My love of books spills over to my love of book design. Book covers are like posters and logos, they describe a book more quickly than the even synopsis. The right book cover will speak to the right reader, capturing his or her attention from across the room.
The best logos communicate something immediately—and ongoing. My approach to logo design is to say the most with the least. To make every last detail matter.
Boutique winemaker, Lamotte Cellars, wanted a simple mark for their new wine that reflected family heritage. The only existing image of the Lamotte family crest was a 200-year-old tapestry hanging in France. Redrawing the crest with a contemporary line and pairing it with modern typography created a fresh mark with timeless heritage.
Writer/Director Jason Headley’s prior identity used political design to satirize campaigning for freelance work. He wanted to keep the joke, but add a greater element of class. We rethought the look in a modern way that incorporated a vintage sense of humor. In addition to the digital work, campaign buttons were created in lieu of business cards. These very tactile buttons made from resin were a big hit.
Colburn started in the 1950s as a community music school. But after adding a conservatory, academy, and dance school, they wanted to reintroduce themselves as a leader in Performing Arts Education on a national and international level—with the mission of providing the highest level of training for gifted artists.

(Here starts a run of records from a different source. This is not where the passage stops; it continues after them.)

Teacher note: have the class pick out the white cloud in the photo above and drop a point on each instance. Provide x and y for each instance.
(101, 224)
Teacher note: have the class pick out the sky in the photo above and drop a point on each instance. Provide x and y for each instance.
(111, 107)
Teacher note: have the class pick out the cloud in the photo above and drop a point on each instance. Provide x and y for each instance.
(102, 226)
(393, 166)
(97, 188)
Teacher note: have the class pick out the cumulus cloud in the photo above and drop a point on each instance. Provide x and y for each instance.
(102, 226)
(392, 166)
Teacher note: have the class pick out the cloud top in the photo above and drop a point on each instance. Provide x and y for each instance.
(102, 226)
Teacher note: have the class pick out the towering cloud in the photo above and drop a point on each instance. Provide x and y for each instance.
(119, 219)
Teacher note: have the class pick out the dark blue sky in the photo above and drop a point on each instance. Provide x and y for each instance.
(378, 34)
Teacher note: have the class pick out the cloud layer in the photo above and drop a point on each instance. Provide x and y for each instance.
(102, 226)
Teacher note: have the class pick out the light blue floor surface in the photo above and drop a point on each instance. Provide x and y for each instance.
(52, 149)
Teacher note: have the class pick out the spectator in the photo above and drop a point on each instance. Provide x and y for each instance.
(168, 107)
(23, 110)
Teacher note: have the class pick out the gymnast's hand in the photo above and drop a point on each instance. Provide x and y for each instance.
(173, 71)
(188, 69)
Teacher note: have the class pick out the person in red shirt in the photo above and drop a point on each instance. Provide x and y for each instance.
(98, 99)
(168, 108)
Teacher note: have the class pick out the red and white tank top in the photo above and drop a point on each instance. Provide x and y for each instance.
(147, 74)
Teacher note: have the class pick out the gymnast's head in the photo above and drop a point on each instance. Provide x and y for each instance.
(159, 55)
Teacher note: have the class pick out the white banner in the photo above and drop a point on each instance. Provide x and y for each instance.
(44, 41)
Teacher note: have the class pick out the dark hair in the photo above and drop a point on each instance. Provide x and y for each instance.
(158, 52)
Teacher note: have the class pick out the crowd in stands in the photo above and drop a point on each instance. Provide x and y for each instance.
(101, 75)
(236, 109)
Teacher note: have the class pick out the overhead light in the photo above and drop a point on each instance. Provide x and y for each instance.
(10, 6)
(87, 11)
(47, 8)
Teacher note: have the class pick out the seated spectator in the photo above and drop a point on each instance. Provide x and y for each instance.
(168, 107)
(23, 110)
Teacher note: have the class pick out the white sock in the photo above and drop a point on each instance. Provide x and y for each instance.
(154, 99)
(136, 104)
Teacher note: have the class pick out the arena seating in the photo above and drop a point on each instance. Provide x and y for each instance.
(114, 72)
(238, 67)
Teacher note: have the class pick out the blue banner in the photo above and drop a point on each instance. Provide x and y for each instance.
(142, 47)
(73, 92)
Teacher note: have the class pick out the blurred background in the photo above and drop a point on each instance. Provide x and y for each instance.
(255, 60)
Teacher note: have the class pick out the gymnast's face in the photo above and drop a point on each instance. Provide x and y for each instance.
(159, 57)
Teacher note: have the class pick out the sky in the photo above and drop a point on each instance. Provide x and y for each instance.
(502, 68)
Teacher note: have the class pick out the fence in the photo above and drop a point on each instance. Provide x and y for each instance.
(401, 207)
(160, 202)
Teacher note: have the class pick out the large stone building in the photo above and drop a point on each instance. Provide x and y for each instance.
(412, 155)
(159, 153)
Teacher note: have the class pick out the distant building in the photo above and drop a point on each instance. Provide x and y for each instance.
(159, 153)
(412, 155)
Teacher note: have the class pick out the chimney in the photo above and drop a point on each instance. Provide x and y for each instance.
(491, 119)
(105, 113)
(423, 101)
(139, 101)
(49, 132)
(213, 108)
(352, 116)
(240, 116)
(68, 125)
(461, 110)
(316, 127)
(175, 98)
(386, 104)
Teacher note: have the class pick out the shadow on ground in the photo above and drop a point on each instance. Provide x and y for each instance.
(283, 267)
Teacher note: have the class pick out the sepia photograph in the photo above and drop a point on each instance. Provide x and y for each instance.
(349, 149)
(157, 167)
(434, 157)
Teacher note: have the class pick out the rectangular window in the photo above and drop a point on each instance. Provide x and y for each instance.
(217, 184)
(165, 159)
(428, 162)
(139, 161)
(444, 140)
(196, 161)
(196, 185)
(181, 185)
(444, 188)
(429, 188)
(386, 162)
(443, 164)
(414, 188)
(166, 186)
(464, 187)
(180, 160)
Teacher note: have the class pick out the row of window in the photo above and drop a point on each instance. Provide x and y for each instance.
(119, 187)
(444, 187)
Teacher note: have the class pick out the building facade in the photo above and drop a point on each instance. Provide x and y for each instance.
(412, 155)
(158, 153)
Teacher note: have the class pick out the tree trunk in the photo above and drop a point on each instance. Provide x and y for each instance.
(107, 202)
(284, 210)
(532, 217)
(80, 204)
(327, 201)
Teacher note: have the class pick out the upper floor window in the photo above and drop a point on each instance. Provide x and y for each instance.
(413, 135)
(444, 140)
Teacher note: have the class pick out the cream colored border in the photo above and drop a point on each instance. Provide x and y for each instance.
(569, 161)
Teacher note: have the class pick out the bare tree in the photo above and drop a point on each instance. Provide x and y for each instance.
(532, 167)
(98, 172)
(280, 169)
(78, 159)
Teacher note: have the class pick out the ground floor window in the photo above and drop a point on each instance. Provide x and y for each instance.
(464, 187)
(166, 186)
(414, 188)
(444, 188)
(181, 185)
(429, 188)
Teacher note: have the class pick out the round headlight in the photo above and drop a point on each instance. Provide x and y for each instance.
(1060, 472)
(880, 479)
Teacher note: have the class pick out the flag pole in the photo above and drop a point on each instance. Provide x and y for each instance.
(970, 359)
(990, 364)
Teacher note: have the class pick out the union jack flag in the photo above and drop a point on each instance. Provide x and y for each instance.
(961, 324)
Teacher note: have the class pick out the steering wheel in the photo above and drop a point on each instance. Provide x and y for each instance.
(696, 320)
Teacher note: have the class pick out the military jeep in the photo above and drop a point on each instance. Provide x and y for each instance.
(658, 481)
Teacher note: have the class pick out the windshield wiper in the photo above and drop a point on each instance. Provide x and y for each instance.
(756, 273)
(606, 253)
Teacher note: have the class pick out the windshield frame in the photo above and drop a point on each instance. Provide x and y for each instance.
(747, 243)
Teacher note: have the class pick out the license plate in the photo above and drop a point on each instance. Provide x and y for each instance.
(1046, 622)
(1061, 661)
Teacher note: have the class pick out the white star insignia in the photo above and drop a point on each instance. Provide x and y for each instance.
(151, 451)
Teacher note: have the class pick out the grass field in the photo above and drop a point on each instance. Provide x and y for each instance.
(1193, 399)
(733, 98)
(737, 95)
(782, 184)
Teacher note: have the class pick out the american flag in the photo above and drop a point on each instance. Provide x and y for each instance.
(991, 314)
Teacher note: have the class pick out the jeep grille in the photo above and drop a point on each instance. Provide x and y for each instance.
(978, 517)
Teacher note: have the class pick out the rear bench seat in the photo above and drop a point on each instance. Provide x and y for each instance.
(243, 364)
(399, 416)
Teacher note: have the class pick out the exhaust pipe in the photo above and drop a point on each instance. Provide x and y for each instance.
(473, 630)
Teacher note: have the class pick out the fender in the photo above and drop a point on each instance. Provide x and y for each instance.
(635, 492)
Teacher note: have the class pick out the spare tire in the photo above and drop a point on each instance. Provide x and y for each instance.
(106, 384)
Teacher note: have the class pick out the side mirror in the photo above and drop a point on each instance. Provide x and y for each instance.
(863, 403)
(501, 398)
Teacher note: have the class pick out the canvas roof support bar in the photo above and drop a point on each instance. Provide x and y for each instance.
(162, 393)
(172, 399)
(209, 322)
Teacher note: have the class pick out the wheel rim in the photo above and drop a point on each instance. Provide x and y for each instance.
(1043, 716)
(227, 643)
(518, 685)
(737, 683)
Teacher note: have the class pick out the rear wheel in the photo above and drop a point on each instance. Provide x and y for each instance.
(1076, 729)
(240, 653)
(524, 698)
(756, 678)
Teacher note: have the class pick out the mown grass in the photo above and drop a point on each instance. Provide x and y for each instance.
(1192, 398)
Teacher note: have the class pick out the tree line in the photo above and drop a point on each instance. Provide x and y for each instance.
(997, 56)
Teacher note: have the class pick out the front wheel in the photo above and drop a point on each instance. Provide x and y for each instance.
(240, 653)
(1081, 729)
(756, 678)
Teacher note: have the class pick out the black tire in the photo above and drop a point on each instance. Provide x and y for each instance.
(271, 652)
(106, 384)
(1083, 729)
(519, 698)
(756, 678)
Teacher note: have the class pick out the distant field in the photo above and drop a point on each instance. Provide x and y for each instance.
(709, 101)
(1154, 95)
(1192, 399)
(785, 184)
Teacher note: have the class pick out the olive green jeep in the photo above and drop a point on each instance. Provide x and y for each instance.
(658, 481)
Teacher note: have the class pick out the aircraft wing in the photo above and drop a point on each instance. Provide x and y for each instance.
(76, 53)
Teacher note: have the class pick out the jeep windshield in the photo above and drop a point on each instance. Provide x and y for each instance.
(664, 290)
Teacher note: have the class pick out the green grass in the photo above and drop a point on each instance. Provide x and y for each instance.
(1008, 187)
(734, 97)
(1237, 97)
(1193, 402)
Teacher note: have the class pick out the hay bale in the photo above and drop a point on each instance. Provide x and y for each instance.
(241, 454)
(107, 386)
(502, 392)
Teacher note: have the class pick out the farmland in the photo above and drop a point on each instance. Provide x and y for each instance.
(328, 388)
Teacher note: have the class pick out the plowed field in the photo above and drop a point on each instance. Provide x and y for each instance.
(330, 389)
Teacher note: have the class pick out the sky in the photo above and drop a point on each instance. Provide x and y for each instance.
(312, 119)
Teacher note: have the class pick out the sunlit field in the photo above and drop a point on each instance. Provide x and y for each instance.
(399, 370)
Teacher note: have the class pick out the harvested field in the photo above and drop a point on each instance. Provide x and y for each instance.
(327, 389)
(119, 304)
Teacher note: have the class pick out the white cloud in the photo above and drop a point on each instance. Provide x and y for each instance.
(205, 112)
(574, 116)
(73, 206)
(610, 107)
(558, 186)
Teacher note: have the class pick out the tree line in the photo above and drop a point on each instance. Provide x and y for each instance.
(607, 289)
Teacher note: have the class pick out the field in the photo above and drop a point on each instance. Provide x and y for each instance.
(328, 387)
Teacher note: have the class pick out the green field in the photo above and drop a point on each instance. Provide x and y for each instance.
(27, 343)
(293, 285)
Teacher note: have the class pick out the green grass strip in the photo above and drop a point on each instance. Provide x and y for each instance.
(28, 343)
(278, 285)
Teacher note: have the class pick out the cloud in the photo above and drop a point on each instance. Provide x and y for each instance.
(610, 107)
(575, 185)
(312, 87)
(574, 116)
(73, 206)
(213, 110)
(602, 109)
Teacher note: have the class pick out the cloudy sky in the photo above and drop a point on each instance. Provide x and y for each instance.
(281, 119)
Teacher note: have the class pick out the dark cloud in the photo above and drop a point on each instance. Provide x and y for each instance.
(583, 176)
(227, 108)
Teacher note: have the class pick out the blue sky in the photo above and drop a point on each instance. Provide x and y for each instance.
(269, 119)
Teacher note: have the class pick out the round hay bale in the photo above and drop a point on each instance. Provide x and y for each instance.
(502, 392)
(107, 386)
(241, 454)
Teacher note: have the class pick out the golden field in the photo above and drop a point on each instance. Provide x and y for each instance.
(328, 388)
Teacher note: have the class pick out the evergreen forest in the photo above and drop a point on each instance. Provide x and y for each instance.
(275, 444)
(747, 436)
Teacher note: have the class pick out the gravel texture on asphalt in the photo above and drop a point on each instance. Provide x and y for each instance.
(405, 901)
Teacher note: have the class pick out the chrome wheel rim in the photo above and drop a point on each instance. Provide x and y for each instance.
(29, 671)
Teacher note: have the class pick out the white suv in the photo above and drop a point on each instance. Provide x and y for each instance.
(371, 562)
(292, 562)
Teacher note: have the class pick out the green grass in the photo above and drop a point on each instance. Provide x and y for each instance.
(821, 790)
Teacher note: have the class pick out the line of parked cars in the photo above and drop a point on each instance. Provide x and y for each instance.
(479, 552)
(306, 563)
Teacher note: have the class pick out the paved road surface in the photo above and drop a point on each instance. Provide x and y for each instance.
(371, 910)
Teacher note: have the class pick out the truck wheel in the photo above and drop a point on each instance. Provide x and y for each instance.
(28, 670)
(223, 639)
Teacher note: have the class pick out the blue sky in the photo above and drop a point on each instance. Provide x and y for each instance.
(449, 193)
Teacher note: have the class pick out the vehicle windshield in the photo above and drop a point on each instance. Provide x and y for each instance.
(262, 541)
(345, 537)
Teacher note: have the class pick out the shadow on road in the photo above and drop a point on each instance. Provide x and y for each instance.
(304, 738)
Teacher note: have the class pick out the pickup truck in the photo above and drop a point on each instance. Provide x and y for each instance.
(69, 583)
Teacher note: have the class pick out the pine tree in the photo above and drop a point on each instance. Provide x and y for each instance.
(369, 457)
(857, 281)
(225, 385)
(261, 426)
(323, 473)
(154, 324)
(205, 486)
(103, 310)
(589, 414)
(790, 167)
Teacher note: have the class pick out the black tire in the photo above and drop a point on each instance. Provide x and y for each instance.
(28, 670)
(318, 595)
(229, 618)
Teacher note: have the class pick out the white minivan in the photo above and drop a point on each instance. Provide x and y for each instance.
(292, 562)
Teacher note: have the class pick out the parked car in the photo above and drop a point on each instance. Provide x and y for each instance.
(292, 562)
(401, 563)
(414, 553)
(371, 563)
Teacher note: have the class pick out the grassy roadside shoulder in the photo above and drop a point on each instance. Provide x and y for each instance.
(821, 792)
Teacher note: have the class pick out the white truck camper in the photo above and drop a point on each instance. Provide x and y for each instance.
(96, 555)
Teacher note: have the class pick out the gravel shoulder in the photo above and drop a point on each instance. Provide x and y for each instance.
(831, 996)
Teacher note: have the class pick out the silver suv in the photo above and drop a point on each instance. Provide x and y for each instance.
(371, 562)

Structure and creativity are the core of music and dance. So we sought a visual representation of these two things in one logo. The structure of staff lines giving way to the flow of sound waves. The rigor of discipline becoming the inspiration of dance.
Designed at Addis
TCHO chocolate had grown as a company, but their web site had not grown with them. The user experience was unruly and didn’t communicate the same level of polish as the brand. We rethought and restructured the site information and reshot all the product photography. In addition, we reflected the company’s vision of teaching developing countries how to grow and make chocolate through TCHOsource.
For the products themselves, new product packaging was designed to keep with the existing brand, originally designed at Edenspiekerman. Interior and exterior store signage was rethought as more product lines were developed.
This was a team effort, thanks to: Ed Ng, Richard Richards, Suzanne Baxter
Moyo Jasiri is a non-profit organization seeking to empower women to live to their highest potential. We created the logo as a visual depiction of the Swahili meaning of Moyo Jasiri: “strong heart.” And screen printing accentuated the grass roots nature of the organization.
San Francisco architect Christian Dauer recognized that his online portfolio was being increasingly viewed on smaller devices. So he wanted a site that featured his work in a bigger, bolder way. Image became hero, showcasing the architecture with simple navigation and expandable information on each page, in a way that invited the user to walk through the rooms of his work.